NSX Edge Configuration State "Failed" with "Caught MessagingException"
search cancel

NSX Edge Configuration State "Failed" with "Caught MessagingException"

book

Article ID: 430888

calendar_today

Updated On:

Products

VMware NSX

Issue/Introduction

  • The NSX Edge Transport Node reports a configuration state of "Failed" in the NSX Manager UI, accompanied by an active alarm for "Failure Domain Down".
  • Clicking the "Failed" status displays the following error message:
    • "Caught MessagingException during host config stage."
  • In the /var/log/syslog file on the Edge Node, the following snippets are seen :

xx--yy-zzT09:53:10.272Z edge#### NSX 3612 - [nsx@6876 comp="nsx-edge" s2comp="nsx-net" tid="3630" level="WARNING"] StreamConnection[12625 Connecting to unix:///var/run/vmware/nestdb/nestdb-server.sock 0] Couldn't connect to 'unix:///var/run/vmware/nestdb/nestdb-server.sock' (error: 2-No such file or directory)
xx--yy-zzT09:53:10.272Z edge#### NSX 3314 - [nsx@6876 comp="nsx-edge" s2comp="nestdb-client" tid="3402" level="WARNING"] NestDbClient: failed to get stub to unix:///var/run/vmware/nestdb/nestdb-server.sock, retrying in 5000 ms...
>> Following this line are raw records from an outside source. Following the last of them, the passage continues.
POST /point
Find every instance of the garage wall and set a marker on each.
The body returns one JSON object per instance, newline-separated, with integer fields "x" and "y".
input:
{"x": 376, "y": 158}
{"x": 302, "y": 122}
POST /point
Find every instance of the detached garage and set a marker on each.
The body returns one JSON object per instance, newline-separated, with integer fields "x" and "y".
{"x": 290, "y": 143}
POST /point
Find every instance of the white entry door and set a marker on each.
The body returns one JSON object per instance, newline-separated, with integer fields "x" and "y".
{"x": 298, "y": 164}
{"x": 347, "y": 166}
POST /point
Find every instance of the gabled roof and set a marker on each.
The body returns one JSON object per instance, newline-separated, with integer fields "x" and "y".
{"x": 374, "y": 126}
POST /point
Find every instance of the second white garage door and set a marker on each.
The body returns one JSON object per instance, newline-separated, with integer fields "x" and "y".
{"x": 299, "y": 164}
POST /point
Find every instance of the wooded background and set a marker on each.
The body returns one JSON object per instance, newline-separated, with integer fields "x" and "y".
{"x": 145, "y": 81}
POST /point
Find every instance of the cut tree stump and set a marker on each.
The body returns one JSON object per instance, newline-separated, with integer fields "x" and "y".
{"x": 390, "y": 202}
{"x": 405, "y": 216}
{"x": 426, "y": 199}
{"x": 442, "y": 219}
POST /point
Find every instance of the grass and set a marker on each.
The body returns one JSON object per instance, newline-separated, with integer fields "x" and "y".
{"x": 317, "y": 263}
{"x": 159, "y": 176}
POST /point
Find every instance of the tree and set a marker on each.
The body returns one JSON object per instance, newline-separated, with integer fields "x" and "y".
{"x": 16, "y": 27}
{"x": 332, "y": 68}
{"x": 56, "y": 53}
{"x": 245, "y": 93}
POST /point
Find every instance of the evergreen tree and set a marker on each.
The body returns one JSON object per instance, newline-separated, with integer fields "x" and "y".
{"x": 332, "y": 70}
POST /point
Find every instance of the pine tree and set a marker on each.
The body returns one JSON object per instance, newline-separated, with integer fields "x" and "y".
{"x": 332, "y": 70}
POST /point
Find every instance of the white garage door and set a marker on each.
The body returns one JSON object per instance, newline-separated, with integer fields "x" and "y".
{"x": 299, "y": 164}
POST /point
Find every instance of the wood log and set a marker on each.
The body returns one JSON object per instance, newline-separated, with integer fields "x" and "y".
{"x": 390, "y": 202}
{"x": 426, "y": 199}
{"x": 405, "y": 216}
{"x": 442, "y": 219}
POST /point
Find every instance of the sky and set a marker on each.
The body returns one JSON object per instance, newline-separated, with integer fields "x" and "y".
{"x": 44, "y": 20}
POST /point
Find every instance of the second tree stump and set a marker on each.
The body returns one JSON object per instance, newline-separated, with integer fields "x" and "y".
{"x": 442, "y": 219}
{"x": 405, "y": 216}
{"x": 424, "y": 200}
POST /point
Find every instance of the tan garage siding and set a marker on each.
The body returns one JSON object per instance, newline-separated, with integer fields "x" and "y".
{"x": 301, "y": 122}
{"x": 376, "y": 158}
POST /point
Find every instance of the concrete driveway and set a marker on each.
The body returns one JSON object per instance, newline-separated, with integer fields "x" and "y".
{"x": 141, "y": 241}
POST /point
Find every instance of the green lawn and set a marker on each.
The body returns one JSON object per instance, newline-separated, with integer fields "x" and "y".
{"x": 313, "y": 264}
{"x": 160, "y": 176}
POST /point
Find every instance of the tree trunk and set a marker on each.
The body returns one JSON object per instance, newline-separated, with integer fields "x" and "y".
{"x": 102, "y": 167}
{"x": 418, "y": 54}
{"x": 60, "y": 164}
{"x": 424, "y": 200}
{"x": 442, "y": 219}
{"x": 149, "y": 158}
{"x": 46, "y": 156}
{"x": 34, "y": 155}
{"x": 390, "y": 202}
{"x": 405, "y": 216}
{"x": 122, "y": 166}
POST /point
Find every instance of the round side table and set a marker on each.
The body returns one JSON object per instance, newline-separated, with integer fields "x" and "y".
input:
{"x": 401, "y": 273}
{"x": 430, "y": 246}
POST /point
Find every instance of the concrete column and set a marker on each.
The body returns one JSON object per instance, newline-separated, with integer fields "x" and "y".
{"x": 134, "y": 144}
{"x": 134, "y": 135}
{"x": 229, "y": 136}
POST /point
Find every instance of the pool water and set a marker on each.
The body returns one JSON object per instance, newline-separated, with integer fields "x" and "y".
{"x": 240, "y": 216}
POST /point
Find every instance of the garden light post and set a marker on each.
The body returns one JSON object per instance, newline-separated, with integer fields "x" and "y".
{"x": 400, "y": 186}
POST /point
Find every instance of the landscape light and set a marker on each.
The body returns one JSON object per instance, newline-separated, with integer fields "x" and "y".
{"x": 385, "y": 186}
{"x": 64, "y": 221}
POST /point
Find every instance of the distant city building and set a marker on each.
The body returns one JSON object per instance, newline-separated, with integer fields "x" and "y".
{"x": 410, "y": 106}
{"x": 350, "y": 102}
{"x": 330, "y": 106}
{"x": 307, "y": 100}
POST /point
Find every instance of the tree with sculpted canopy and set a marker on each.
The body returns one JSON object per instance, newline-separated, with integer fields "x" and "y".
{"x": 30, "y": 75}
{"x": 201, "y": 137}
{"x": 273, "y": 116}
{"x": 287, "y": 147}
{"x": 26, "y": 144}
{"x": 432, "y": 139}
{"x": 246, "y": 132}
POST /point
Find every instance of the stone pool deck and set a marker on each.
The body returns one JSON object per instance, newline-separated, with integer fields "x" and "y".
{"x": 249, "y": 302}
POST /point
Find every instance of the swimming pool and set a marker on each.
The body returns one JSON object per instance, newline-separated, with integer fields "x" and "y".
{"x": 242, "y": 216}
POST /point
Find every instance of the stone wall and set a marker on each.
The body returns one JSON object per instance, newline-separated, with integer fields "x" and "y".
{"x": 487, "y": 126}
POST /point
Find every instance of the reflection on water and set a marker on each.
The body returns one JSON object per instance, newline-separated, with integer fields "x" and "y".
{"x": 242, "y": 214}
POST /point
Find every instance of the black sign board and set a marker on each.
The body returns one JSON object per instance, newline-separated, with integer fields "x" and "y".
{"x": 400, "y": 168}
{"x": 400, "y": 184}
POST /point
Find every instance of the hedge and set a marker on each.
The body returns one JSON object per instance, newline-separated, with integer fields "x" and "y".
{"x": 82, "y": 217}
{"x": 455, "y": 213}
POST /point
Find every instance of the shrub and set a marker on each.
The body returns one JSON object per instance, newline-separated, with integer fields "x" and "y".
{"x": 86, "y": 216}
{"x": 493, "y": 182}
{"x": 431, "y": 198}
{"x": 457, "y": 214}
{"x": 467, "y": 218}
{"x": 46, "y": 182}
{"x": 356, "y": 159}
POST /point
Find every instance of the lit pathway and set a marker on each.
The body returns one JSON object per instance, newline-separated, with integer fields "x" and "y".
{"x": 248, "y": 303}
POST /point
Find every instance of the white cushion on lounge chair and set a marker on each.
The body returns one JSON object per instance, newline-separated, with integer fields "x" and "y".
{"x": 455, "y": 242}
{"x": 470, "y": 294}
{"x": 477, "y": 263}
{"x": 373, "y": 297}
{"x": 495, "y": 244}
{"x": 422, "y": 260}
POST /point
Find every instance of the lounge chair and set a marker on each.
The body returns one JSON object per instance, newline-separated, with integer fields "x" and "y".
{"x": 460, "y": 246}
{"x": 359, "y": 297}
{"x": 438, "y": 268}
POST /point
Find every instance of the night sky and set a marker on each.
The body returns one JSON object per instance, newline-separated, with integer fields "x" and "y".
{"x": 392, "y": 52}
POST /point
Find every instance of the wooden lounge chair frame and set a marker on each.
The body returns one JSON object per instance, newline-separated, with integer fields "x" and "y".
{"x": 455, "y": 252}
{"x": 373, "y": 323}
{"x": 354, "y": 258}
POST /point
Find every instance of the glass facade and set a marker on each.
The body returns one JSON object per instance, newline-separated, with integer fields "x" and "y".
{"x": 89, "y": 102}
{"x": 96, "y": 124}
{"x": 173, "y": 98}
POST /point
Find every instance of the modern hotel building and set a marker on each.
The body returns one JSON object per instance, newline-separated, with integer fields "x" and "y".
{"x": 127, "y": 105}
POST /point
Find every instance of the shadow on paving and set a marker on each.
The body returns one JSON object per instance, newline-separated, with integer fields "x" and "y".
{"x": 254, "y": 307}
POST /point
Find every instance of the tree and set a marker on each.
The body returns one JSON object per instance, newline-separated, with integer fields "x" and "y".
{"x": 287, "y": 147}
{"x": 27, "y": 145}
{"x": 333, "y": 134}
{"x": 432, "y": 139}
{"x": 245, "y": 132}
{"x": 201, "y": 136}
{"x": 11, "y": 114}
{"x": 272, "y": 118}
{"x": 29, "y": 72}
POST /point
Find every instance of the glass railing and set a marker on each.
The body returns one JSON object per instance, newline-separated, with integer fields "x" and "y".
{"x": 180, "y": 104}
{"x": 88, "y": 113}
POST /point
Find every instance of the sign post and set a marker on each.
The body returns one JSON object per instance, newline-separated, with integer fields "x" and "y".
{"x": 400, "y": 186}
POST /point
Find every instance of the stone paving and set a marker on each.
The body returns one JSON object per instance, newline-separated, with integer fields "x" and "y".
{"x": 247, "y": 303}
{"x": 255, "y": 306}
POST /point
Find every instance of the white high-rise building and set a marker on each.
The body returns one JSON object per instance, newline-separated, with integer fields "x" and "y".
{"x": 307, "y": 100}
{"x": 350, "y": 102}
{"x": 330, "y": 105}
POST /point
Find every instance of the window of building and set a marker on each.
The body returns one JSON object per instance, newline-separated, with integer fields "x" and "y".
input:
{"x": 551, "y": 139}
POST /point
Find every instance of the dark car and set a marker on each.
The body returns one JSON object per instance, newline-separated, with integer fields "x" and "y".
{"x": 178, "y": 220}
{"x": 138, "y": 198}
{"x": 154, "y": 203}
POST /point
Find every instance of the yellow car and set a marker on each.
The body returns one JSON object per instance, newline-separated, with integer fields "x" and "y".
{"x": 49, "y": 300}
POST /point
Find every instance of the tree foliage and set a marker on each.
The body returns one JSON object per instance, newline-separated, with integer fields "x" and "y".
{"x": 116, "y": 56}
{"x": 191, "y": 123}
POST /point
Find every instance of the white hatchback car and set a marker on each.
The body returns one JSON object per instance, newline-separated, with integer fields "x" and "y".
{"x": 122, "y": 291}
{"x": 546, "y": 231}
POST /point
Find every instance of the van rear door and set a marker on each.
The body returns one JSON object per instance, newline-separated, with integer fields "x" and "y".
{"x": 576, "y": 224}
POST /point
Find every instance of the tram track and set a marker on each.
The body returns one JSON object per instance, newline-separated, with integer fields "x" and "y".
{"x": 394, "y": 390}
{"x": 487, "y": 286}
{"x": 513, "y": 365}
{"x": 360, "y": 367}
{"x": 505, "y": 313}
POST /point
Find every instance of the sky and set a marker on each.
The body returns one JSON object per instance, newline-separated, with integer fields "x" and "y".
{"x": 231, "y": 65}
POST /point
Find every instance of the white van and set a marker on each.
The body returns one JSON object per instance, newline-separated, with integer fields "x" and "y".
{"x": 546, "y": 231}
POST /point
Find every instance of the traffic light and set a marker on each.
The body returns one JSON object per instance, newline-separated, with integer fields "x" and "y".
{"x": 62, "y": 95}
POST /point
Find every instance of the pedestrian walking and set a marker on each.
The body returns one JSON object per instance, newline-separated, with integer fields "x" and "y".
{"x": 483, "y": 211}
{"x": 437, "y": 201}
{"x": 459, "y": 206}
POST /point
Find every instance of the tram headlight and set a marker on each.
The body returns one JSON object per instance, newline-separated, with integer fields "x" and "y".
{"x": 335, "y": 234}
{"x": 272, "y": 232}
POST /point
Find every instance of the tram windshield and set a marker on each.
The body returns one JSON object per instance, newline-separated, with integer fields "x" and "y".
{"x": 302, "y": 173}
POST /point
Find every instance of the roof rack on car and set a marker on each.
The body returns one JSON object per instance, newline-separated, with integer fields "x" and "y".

File "/opt/vmware/nsx-netopa/lib/python/sha/core/profile/_nestdb_client.py", line 277, in _setup_monitor
    NestdbConnCtl.start(self._name)
  File "/opt/vmware/nsx-netopa/lib/python/sha/core/profile/_nestdb_conn.py", line 88, in start
    cls._client.start(name)
  File "/opt/vmware/nsx-netopa/lib/python/sha/core/profile/_nestdb_conn.py", line 38, in start
    self._stub = NsxRpcClient(NestDb_Stub, self._endpoint)
  File "/opt/vmware/nsx-netopa/lib/python/vmware/nsx/rpc/client/client.py", line 105, in __init__
    self._own_connection.Connect(endpoint, sec_ctx=sec_ctx, retry_policy=retry_policy)
  File "/opt/vmware/nsx-netopa/lib/python/vmware/nsx/rpc/client/transport.py", line 224, in Connect
    self._Connect(endpoint, sec_ctx)
  File "/opt/vmware/nsx-netopa/lib/python/vmware/nsx/rpc/client/transport.py", line 233, in _Connect
    self.sock.connect(path)
  File "/opt/vmware/nsx-netopa/lib/python/gevent/_socketcommon.py", line 590, in connect
    self._internal_connect(address)
  File "/opt/vmware/nsx-netopa/lib/python/gevent/_socketcommon.py", line 655, in _internal_connect
    raise _SocketError(result, strerror(result))
FileNotFoundError: [Errno 2] No such file or directory

Environment

VMware NSX

Cause

This issue is caused by excessive latency on the underlying physical storage backing the Edge VM, preventing internal services from functioning correctly.

Diagnosis:

  • While CPU and Memory resources on the Edge VM were confirmed healthy, esxtop analysis on the hosting ESXi server revealed exceptionally high DAVG (Device Average Latency) values. 
  • This was confirmed by running : esxtop on the associated ESXi Host hosting the Edge Node.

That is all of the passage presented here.